The discovery of new genes for two of the world’s most common eye diseases could lead to new treatments, according to leading ophthalmologist, Winthrop Professor David Mackey, from the University of Western Australia.
Professor Mackey, Chair of UWA Ophthalmology and Managing Director of the Lions Eye Institute, is a member of international research teams investigating the genetic causes of glaucoma and myopia.
Glaucoma is a neurodegenerative disease of the optic nerve and a leading cause of blindness while myopia, or short-sightedness, is the most common eye disease in the world.
Professor Mackey, who spoke at the European Glaucoma Society meeting in the Spanish capital Madrid, achieved triple success as a genetics researcher with three papers he co-authored published in the prestigious international journal Nature Genetics.
"These discoveries stem from over a decade of work with the Glaucoma Inheritance Study in Tasmania (GIST) and the Twins Eye Study in Tasmania (TEST)," Professor Mackey said.
"Glaucoma is one of the leading causes of blindness in the world and myopia is very common and in epidemic proportions in the cities of East Asia so understanding the genetics of these two interrelated eye diseases is very important."
The new glaucoma gene Caveolin was identified by a team at DeCODE genetics in Iceland, an island which is larger than Tasmania but has half the population.
The DeCODE team approached Professor Mackey to collaborate as the GIST was the one of the largest genetic studies of glaucoma in the world with more than 1,700 people with glaucoma and their families enrolled during the past 16 years.
With DNA from the GIST and the Australian Registry of Advanced Glaucoma based at Flinders University as well as groups from Europe and Asia, the international consortium confirmed Caveolin as a major glaucoma gene.
"Through understanding the pathway of this gene we hope to be able to develop new treatments for glaucoma and be able to predict those at greater risk. In conjunction with the twins research team at QIMR we also used DNA from 1,000 sets of twins seen in the Twins Eye Study to confirm whether specific component measures of glaucoma were associated with the new genes," Professor Mackey said.

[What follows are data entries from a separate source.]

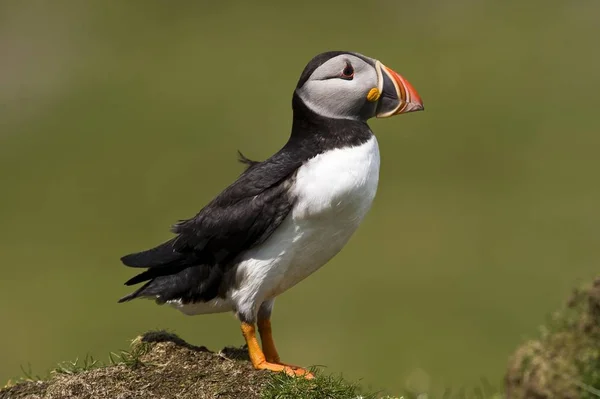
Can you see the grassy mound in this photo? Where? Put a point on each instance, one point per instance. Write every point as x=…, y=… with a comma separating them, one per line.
x=565, y=361
x=162, y=365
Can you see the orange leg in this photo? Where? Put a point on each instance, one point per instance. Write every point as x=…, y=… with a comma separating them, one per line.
x=257, y=356
x=271, y=355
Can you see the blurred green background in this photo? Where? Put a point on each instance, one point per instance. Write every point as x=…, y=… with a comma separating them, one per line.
x=119, y=118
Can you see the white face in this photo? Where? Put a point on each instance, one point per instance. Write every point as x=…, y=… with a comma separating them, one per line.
x=339, y=88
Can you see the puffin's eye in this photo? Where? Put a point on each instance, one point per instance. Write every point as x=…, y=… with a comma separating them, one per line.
x=348, y=72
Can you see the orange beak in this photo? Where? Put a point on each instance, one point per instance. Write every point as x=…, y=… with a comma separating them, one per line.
x=398, y=96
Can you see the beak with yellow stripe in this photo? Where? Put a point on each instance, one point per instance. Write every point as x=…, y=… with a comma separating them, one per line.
x=394, y=94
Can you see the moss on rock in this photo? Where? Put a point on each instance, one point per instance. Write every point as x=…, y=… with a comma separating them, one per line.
x=565, y=361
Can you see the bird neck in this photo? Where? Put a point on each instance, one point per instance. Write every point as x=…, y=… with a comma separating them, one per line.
x=307, y=125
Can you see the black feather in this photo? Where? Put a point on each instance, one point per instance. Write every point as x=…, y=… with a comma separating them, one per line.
x=199, y=262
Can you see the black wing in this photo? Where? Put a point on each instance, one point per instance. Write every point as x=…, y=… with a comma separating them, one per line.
x=192, y=265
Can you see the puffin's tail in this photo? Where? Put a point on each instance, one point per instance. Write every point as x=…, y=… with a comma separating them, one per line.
x=159, y=261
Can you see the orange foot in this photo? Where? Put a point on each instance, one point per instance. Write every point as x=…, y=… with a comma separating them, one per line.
x=293, y=371
x=257, y=357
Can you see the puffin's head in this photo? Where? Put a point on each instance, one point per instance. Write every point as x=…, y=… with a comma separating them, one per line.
x=345, y=85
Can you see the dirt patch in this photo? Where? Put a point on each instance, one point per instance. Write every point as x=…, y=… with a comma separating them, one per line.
x=167, y=367
x=565, y=361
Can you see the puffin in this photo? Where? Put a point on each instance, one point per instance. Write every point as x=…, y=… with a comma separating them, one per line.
x=284, y=217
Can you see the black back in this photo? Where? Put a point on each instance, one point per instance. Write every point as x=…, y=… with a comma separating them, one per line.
x=198, y=263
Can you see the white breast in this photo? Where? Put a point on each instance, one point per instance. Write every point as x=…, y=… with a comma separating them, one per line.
x=334, y=191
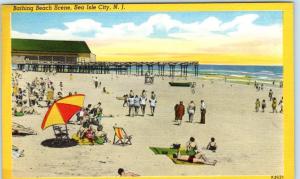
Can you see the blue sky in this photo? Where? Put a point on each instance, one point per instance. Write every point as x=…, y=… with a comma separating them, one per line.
x=38, y=22
x=176, y=35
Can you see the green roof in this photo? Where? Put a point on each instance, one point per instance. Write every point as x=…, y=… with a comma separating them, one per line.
x=49, y=46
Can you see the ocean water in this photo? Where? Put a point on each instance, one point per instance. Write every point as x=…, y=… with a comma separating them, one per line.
x=256, y=72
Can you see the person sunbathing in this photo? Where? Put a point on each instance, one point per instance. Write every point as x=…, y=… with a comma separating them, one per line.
x=100, y=134
x=198, y=158
x=212, y=145
x=122, y=173
x=193, y=154
x=18, y=110
x=90, y=135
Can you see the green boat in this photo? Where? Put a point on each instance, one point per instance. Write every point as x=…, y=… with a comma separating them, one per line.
x=181, y=84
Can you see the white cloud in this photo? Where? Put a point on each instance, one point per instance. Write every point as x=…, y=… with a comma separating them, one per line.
x=207, y=36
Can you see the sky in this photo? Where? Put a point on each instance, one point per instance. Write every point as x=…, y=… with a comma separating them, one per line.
x=230, y=37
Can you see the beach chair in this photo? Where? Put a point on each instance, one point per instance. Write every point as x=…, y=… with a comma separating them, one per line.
x=120, y=137
x=61, y=135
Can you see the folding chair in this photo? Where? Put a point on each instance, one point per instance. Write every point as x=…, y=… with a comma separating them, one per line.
x=61, y=135
x=120, y=137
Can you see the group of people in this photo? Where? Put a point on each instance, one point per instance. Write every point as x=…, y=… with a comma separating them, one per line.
x=273, y=101
x=136, y=102
x=191, y=110
x=97, y=82
x=194, y=153
x=89, y=119
x=36, y=93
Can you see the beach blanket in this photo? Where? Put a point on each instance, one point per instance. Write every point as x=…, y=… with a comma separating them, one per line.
x=85, y=141
x=169, y=153
x=120, y=98
x=18, y=129
x=18, y=114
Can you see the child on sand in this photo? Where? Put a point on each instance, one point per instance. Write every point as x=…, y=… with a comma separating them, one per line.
x=263, y=105
x=257, y=105
x=212, y=145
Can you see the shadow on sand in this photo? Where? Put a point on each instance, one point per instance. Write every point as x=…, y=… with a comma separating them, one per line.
x=54, y=143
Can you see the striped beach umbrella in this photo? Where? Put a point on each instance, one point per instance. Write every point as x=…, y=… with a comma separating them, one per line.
x=62, y=110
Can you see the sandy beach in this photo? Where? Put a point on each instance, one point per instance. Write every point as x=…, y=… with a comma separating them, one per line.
x=249, y=142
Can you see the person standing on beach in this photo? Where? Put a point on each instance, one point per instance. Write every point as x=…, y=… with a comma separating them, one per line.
x=175, y=110
x=257, y=105
x=144, y=93
x=131, y=93
x=136, y=105
x=125, y=103
x=152, y=102
x=270, y=94
x=274, y=105
x=191, y=110
x=193, y=86
x=203, y=111
x=153, y=95
x=263, y=105
x=143, y=100
x=281, y=105
x=180, y=110
x=96, y=82
x=131, y=105
x=61, y=86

"In parallel studies, twins researchers in London and Rotterdam identified new genes for myopia and we used our Australian twin data to confirm the association of these two new genes: GJD2 and RASGRF1, which are both highly expressed in the retina suggesting that this is where myopia originates."
Professor Mackey said the discovery would open new areas of research and treatment for short-sightedness, which was becoming a serious health issue in the cities of East Asia.